Pour ne pas mélanger les genres, j’ai préféré ne pas ajouter mes propres lignes directement à l’article de Bernard Lugan. La longueur en fût devenue excessive. Je reprends ici ma « plume ».
UN SONDAGE ? POURQUOI PAS !
Il est des évidences qui amènent à penser, telle que celle des « anciens sujets » qui reviennent dans l’ancienne métropole. Dans le meilleur des cas on pourrait les diviser en tiers : favorables à la France, indifférents, ou hostiles. Bizarre qu’en ces temps de sondages incessants, celui-là n’ait point éveillé l’intérêt des professionnels. J’ai bien écrit « dans le meilleur des cas ». Et si c’était le pire !
L’ÉCONOMIE EN PERSPECTIVES
Je passe sur le « pillage colonial » au sujet de laquelle une discussion directe avec les représentants de cette tendance est impossible. Aucun argument n’a jamais éteint une haine. Je révise donc mon option optimiste des trois tiers d' »ex sujets ».
J’apporterai cependant une ouverture différente sur « la France ruinée », et cela de deux façons.
La première, sous réserve d’inventaire. Il a tout de même existé des plus-values provenant de l’Algérie vers la ville de Bordeaux, et plus précisément au quai des Chartrons. Car, n’en déplaise aux oenologues un peu trop cocardiers, bien des « Bordeaux » ne méritaient leur appellation qu’après ajout discret de vin d’Algérie destiné à en relever le degré. Il faut se souvenir que l’accord des Chartrons de 1913 se traduit par une vieille formule locale : « ce qui entre dans nos caves, c’est du vin. Ce qui en sort, c’est du Bordeaux. » Comprenne qui peut et qui veut !
Mais je ne voudrais pas manquer d’ajouter la question du gaz et du pétrole, non cités dans cet article (peut-être par ailleurs ?). Je crois savoir que nous en importons suffisamment pour que cela nécessite une réévaluation.
Et même si mon questionnement financier me valait en retour une volée de bois vert, je n’en tiendrais pas moins fort à son complément obligatoire : il est des marchandises pour lesquelles le comptable doit compter et ne pas ouvrir le bec. Les matières premières indispensables à l’indépendance d’un État en font partie.
Les communistes l’ont très bien compris qui répètent inlassablement (plus ou moins fort, je l’accorde) à chaque mise en oeuvre d’un bateau de guerre, qu’on pourrait à la place construire tans d’écoles, d’hôpitaux, etc.
Alors, poursuivant ce raisonnement, armons tous nos soldats de solides bâtons, cela fera bien des économies… et la Suisse pourra nous envahir en un week-end. Au fond, ce ne serait peut-être pas une mauvaise idée ? La Suisse ou des gens un peu moins gentil…
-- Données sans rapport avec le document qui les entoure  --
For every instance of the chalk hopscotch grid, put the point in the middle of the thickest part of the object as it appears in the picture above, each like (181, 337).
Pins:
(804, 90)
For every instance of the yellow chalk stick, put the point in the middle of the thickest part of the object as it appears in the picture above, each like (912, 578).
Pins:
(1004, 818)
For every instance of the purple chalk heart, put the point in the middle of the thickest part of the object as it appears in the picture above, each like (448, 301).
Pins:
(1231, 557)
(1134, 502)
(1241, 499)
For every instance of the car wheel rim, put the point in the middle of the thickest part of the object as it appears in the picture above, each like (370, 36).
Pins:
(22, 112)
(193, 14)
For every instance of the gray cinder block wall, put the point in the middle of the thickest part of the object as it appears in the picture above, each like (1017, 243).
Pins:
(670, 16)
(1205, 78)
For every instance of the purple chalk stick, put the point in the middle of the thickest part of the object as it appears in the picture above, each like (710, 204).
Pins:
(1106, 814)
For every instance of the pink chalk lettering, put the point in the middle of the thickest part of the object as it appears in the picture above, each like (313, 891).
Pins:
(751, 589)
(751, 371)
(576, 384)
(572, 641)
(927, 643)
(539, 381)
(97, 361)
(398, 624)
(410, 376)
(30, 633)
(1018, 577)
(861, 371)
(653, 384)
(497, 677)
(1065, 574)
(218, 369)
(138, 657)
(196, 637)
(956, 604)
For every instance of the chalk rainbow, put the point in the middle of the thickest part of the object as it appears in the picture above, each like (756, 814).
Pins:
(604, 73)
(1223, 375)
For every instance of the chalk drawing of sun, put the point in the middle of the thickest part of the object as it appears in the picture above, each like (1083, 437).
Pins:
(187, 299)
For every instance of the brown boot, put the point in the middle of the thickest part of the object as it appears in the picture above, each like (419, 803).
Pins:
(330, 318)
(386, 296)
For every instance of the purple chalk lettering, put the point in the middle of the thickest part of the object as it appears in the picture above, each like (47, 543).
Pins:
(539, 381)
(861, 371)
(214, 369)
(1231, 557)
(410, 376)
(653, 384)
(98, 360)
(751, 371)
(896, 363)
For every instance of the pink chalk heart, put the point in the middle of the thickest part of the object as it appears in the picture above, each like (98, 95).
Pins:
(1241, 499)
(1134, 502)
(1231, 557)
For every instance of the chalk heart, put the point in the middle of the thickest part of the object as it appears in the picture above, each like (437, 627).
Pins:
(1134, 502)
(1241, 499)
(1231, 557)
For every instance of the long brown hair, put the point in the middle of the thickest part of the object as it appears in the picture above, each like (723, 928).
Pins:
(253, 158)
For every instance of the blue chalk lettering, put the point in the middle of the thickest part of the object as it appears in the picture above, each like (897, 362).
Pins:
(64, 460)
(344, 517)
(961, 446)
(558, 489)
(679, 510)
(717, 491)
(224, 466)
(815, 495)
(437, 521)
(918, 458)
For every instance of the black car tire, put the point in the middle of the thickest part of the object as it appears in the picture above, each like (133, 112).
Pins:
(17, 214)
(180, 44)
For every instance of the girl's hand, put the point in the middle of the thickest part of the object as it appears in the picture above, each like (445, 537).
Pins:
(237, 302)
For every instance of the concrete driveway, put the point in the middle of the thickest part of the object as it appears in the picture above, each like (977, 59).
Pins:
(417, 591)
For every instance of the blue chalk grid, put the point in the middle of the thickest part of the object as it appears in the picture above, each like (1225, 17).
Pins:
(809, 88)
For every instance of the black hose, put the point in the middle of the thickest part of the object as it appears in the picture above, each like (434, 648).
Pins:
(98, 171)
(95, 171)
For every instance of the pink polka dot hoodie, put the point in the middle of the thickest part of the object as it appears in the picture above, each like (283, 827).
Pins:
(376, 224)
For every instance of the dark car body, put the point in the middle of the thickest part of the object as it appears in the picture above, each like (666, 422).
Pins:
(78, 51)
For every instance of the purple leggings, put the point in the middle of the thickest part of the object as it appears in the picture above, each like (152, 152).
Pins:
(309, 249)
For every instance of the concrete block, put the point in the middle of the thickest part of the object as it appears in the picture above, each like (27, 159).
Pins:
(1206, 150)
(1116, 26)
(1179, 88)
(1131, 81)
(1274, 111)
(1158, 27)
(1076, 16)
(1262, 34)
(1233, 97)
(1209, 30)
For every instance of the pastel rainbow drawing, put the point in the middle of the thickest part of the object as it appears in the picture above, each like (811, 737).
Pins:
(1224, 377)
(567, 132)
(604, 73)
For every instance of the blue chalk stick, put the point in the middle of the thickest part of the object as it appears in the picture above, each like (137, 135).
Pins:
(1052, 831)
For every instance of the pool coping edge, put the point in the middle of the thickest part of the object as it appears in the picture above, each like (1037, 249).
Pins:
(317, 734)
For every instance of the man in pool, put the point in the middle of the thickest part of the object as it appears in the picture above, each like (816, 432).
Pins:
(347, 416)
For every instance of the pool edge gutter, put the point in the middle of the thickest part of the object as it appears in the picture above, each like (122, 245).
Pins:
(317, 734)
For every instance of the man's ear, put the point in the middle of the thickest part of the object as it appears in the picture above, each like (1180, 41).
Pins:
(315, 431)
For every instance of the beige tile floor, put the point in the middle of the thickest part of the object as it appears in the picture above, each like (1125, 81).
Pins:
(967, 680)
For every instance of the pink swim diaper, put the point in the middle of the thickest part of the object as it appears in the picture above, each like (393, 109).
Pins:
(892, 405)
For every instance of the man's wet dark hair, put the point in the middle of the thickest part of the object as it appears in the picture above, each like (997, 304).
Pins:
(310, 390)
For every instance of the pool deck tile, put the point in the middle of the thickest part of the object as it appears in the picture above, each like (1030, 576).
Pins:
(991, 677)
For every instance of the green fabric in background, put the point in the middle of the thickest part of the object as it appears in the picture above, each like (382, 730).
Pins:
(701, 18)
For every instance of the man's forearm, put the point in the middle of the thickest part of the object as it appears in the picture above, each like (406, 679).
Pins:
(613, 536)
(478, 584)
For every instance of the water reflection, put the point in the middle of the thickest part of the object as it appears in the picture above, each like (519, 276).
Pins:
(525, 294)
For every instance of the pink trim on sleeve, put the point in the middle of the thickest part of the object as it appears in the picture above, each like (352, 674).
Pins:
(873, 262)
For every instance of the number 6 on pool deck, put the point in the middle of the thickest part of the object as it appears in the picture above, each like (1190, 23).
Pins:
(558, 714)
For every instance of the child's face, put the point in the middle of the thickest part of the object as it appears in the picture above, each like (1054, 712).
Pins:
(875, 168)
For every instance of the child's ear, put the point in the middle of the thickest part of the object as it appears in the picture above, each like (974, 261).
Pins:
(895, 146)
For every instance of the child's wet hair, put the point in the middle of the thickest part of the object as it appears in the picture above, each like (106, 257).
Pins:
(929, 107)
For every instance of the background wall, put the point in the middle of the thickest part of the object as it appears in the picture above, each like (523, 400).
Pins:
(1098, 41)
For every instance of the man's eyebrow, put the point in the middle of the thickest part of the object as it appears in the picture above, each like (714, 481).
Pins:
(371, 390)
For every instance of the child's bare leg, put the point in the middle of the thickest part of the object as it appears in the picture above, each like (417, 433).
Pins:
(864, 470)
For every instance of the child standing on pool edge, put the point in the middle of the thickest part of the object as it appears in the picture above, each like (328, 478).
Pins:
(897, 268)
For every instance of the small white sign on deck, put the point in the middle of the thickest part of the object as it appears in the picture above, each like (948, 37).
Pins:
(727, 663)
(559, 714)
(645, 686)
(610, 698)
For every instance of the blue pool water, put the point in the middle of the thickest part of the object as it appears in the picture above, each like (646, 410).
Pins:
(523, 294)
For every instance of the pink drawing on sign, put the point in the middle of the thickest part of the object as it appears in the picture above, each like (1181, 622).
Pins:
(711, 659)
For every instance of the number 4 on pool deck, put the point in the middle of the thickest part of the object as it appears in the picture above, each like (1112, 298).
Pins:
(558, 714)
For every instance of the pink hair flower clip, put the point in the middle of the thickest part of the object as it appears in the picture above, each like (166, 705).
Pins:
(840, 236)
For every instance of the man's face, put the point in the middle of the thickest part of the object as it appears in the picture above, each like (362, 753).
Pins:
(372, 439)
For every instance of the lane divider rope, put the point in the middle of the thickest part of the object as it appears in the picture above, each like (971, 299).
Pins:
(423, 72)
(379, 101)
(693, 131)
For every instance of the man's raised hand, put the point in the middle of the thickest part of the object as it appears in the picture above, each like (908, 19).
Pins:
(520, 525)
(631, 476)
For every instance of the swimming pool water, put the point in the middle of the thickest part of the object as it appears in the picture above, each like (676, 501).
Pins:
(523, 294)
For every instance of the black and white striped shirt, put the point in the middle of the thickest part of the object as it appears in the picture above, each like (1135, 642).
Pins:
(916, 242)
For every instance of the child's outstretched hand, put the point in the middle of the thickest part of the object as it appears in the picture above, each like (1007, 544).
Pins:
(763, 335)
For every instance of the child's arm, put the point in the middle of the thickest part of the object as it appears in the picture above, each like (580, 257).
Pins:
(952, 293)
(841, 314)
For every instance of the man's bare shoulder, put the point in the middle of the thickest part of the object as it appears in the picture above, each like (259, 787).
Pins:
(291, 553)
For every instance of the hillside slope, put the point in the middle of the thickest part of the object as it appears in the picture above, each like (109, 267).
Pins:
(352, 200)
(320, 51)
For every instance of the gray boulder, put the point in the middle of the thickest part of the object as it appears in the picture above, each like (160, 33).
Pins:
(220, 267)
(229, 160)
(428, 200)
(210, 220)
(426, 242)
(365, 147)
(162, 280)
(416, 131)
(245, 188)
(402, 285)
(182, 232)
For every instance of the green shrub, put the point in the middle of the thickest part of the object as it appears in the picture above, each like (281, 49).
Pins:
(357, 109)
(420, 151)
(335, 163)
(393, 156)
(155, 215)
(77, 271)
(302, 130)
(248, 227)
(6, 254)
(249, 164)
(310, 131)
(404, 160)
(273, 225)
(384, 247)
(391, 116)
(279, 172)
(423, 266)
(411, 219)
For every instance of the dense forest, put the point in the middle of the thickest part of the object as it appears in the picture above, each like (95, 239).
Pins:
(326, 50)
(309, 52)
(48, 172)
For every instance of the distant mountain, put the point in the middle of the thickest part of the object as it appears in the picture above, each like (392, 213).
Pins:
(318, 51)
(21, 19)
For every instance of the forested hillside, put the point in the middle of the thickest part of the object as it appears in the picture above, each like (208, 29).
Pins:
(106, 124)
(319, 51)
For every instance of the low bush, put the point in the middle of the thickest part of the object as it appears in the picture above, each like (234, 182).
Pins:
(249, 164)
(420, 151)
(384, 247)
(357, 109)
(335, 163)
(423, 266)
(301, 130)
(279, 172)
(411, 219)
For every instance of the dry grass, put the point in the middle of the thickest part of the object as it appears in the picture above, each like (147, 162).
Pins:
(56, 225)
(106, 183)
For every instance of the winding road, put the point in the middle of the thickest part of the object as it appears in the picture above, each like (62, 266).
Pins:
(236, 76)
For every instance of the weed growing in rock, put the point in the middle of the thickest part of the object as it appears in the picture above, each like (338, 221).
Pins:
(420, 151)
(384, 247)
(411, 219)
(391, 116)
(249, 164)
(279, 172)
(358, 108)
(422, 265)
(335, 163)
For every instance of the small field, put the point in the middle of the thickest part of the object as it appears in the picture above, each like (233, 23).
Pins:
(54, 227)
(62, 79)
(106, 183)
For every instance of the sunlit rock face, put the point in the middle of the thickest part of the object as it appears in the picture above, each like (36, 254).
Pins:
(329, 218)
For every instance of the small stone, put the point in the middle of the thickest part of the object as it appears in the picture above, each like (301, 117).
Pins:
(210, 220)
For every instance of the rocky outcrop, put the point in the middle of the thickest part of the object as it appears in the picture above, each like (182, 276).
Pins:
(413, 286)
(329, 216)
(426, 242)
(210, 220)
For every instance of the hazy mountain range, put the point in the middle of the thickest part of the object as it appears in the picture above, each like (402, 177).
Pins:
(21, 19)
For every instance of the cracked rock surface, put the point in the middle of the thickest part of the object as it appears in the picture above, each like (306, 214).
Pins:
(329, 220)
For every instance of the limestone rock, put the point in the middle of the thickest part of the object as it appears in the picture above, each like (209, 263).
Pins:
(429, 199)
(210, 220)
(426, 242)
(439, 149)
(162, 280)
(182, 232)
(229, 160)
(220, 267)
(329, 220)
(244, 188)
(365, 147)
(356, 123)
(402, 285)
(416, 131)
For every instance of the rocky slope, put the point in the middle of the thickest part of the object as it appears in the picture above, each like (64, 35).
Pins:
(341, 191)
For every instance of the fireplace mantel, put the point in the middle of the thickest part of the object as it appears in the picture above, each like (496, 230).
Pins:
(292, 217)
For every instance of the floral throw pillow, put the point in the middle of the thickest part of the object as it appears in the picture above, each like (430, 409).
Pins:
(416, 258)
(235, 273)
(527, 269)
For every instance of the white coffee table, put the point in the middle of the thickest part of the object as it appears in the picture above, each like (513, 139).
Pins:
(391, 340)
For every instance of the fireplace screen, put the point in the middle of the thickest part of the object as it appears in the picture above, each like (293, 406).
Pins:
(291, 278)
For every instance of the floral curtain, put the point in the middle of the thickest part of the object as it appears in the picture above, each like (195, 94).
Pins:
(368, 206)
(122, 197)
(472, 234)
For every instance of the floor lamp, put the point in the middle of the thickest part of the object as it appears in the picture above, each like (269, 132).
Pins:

Quant aux construction du génie civil ou militaire en Algérie, elles ont certes nécessité des investissements. Mais ils étaient totalement nécessaires puisqu’il n’y avait rien ! Et la suite devait prendre une allure de croisière, un fois l’équilibre atteint. Je crois savoir (à moins que les lois de la dynamique n’aient été modifiées) que toute action consomme davantage pour son lancement que pour son entretien. Regardez toutes les courbes de consommation de tous les systèmes du monde. Depuis le démarrage de votre voiture, ou de votre congélateur, jusqu’aux plans économiques les plus simples.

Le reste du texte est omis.